# Shooters KC Rib Rub by request



## shooterrick (Oct 4, 2009)

This is for Bassman but all are welcome to the recipe.  i will warn you, be carefull with how much you use on ribs or other thin cuts.  The salt content is high and goes a long way on ribs.  On butts and briskets I dust again before smoking.

* Shooters Copperhead Rib Rub*



1 cup brown or raw sugar
.25 cup Hungarian paprika
.25 cup Tony Chacheres Creole season
.25 cup  Season salt

1.5 TBS chili powder
1.5 TBS garlic powder
2 TBS ground black pepper
1.5 TBS onion powder
2 TBS dry mustard flour
2 TBS crushed Fennell seed
1 TBS chipotle powder

1.5 TSP red pepper flakes



Blend all together and coat all sides of meat liberally after mustard slather.  Let stand at least 15 min before cooking.  For best results wrap in plastic wrap and place in refrigerator overnight.
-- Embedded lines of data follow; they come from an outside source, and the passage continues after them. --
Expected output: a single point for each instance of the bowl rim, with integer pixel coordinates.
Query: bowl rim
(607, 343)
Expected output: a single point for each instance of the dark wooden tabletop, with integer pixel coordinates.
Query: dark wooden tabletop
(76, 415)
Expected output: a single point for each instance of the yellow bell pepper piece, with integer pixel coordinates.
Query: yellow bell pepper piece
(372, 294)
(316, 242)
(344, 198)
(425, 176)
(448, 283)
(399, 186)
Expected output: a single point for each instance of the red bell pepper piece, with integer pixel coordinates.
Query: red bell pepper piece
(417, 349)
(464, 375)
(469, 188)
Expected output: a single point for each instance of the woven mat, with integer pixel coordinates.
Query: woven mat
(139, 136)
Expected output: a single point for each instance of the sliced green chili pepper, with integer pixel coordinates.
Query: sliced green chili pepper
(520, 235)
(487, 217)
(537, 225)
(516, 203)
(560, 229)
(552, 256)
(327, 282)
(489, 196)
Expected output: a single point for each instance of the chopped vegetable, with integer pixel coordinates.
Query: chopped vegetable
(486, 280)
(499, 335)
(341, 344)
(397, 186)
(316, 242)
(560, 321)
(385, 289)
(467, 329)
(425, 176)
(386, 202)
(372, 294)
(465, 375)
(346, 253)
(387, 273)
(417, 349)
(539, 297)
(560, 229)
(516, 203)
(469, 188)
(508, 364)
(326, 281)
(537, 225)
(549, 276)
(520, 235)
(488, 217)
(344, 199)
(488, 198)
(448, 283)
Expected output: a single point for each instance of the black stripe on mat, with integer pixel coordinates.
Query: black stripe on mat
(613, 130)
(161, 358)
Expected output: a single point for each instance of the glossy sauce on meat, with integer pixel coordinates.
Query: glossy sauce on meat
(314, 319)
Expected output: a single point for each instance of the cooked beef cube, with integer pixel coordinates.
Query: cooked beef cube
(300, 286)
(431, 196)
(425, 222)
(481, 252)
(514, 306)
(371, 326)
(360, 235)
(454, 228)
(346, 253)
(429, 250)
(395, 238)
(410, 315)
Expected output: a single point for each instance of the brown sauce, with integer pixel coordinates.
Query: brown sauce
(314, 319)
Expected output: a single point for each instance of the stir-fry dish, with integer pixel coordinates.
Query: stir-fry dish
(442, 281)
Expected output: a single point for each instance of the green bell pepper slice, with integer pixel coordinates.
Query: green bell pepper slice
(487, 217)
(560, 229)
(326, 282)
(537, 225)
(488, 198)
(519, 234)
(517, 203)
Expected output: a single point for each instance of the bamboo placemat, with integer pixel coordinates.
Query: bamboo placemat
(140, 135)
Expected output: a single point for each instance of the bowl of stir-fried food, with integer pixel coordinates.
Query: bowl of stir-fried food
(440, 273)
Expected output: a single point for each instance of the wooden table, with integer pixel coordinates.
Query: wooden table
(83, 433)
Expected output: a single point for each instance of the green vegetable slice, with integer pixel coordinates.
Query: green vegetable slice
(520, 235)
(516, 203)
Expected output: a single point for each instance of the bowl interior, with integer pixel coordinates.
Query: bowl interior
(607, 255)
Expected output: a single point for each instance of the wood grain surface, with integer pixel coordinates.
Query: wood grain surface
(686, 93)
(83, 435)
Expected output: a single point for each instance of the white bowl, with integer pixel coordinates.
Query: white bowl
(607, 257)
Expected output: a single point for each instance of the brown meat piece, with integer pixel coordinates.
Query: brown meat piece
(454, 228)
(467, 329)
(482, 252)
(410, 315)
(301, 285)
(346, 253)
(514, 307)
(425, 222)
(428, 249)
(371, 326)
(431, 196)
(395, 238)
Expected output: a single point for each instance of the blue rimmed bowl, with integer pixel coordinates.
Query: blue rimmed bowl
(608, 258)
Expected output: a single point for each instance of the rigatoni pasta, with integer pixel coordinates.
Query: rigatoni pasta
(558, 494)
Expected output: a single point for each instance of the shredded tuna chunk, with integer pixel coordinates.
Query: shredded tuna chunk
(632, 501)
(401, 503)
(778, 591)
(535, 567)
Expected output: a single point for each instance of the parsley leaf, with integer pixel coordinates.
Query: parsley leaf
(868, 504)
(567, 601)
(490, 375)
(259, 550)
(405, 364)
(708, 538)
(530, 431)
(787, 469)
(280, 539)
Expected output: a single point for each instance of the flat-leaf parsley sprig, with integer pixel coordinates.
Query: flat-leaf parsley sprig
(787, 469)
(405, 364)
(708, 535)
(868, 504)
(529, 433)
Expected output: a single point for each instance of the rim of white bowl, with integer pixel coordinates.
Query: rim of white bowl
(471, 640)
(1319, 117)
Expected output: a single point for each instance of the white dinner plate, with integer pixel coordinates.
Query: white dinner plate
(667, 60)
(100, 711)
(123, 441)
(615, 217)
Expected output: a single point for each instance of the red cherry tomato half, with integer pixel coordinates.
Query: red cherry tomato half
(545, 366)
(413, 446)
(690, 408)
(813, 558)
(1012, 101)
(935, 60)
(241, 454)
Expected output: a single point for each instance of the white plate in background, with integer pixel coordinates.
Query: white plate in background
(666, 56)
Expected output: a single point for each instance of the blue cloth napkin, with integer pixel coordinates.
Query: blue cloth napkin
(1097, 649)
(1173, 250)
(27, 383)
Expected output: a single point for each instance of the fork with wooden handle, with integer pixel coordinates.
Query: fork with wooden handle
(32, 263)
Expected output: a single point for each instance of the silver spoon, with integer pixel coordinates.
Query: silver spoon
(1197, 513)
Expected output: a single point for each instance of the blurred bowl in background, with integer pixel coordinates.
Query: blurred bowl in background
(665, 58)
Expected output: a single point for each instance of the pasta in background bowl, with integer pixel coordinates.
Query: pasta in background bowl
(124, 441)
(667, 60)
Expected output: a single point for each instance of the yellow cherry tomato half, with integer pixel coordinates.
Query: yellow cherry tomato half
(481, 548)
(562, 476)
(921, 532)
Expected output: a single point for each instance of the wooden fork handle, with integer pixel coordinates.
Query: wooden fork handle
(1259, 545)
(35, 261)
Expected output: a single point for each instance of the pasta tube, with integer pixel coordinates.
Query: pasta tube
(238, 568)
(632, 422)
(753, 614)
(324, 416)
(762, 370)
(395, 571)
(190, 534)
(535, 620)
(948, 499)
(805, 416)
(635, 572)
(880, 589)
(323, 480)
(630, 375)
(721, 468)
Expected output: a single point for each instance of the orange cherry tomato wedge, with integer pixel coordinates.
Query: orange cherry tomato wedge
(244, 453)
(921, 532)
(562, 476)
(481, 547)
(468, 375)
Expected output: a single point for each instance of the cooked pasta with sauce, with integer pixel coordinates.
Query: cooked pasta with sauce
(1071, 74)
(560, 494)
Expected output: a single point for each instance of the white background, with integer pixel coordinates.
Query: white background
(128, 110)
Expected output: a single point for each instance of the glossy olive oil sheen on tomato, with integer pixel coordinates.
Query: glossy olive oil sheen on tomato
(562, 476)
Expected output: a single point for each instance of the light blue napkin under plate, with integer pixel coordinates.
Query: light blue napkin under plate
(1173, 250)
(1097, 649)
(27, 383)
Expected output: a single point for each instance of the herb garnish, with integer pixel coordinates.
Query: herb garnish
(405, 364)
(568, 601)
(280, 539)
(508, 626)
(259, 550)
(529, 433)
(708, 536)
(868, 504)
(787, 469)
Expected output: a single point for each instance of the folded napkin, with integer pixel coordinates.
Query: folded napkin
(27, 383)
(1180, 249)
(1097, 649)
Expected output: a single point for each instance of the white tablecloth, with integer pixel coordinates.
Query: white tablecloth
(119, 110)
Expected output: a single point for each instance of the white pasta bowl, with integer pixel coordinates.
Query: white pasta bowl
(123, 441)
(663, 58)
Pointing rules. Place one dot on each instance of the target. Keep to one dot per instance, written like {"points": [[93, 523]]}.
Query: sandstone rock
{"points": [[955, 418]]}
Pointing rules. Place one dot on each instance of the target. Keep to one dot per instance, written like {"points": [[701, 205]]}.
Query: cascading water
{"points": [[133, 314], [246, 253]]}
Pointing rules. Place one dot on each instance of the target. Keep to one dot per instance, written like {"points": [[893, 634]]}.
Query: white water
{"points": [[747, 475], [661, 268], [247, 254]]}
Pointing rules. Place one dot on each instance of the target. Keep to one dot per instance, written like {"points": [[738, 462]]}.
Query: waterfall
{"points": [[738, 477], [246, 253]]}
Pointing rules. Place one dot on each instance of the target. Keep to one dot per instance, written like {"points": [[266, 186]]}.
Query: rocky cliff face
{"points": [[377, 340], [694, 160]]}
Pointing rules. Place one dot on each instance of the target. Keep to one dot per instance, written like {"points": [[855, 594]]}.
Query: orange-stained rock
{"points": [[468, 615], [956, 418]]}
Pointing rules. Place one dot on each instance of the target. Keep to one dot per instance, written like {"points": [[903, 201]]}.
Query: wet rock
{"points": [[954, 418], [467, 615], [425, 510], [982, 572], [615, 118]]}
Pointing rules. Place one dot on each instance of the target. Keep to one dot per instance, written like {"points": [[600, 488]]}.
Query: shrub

Reapply just before putting on the smoker.

  Allow to reach room temperature before grilling or smoking.   
 Use in BBQ sauces and is especially good on pork and poultry.  Use as a general seasoning while cooking wild game.  Add to injection sauces and finishing sauces.
It is killer on brisket!


----------



## beer-b-q (Oct 4, 2009)

Thanks for the Recipe Rick...


----------



## rivet (Oct 4, 2009)

Looks really good. I'm concerned about that much sugar in a rub on brisket...any feedback you can share?


----------



## shooterrick (Oct 4, 2009)

I use raw sugar not brown now.  I have had only good feedback on brisket.  I also inject my brisket with 1 cup beef broth and 1 tbs of this rub mixed in.  I do not baste my brisket other than an apple juice spray from time to time after 1st hour.  I hear comments like I dont usually care for brisket but this is good.


----------



## zeeker (Oct 4, 2009)

Thanks for the recipe Shooter. All the best...


----------



## bassman (Oct 5, 2009)

Thanks for the recipe, Rick!  It's too late for the chuckies and butts, so I'll give it a try on about 30 pounds of brisket in a couple of weeks.  I had to give you 
	

	
	
		
		



		
		
	


	





for sharing.


----------



## mballi3011 (Oct 5, 2009)

Thanks also for this recipe for I don't think I have this one yet but I do have your others and all are welcomed to my bank of rubs.


----------



## cman95 (Oct 16, 2009)

Thanx for sharing.


----------